The terms used to describe the field are all over the place -- I've seen it referred to as 'cyber infrastructure' (mostly an NSF thing), 'science informatics', etc. Sorry I can't be more specific, as this isn't quite my field. (complaining about the lack of documentation for this sort of thing, yes, but I deal with serving data well after it's been generated).

  • I've played with Kepler and Taverna a little bit, but I don't think they address the problem domain I am considering here. I'm looking for ways to use configuration management tools to automatically and repeatably set up servers to run my simulation- it seems like deploying a workflow management tool would follow after that step. Thanks for taking the time to answer though! – Sharpie Mar 30 '10 at 02:57
  • @Sharpie -- you're right, they don't, sorry if I made it sound like they do. If you're really looking for reproducibility and being able to swap things out, follow the cluster/grid folks, and use VMs so you can just pick up your config and move it. I don't have a good way of automating the setup of the environment, though. (and for some reason, people thought I was crazy when I insisted on being able to script the install of software ... until about the 6th time I had to reinstall it, and I knew I hadn't missed any steps.) – Joe H. Mar 30 '10 at 03:28
  • Aye, I suspect some of us will be using VMs as dev environments- but the production model will have to run on a true installation as we're actually targeting more of a "now-cast" than a forecast. Regardless, a VM would still have to be configured just the same as a true OS. And I hear you on the reinstalls- we mangled the system libraries on the old dev server a couple of times and had to reinstall. Cost us a few days each time- this is part of my motivation for trying to automate the configuration process. – Sharpie Mar 30 '10 at 03:32
  • @Sharpie -- I know there's overhead to VMs, but it'd mean that you could take multiple people's dev environments, and just throw them up on the hardware -- the only problem is if they're developing models that need to interact with each other. You might try asking the question on the AGU's Earth and Space Science Informatics mailing list, or check to see if GEONgrid has a mailing list, as you might manage to find other people who are dealing with this. – Joe H. Mar 30 '10 at 13:28

What linux distribution are you using and what software are you talking about that is "not commonly provided as packages"? It seems to me one way to make automating this step easy is to fix the root problem and get packages made up! This can take a little fiddling, but it makes future admin work much easier for yourself as well as the community.

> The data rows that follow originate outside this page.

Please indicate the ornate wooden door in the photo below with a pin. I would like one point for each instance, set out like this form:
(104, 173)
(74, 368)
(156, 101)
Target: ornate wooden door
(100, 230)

Most packages managers are just series of scripts to sanitize the management of software. In this role they are very adept at scripting the compilation, distribution, installation and upgrading of software. Even if you are not interested in being involved enough to get your software moved upstream, most distributions have ways of making overlays or add on repositories of your own software, and these should be portable.

Your other steps are really basic, just a few lines of script code and those will all come together. The scripts for each step and the ones that string them all together shouldn't be more than a few dozen lines each. The scripts can easily be made to switch between local and internet sources.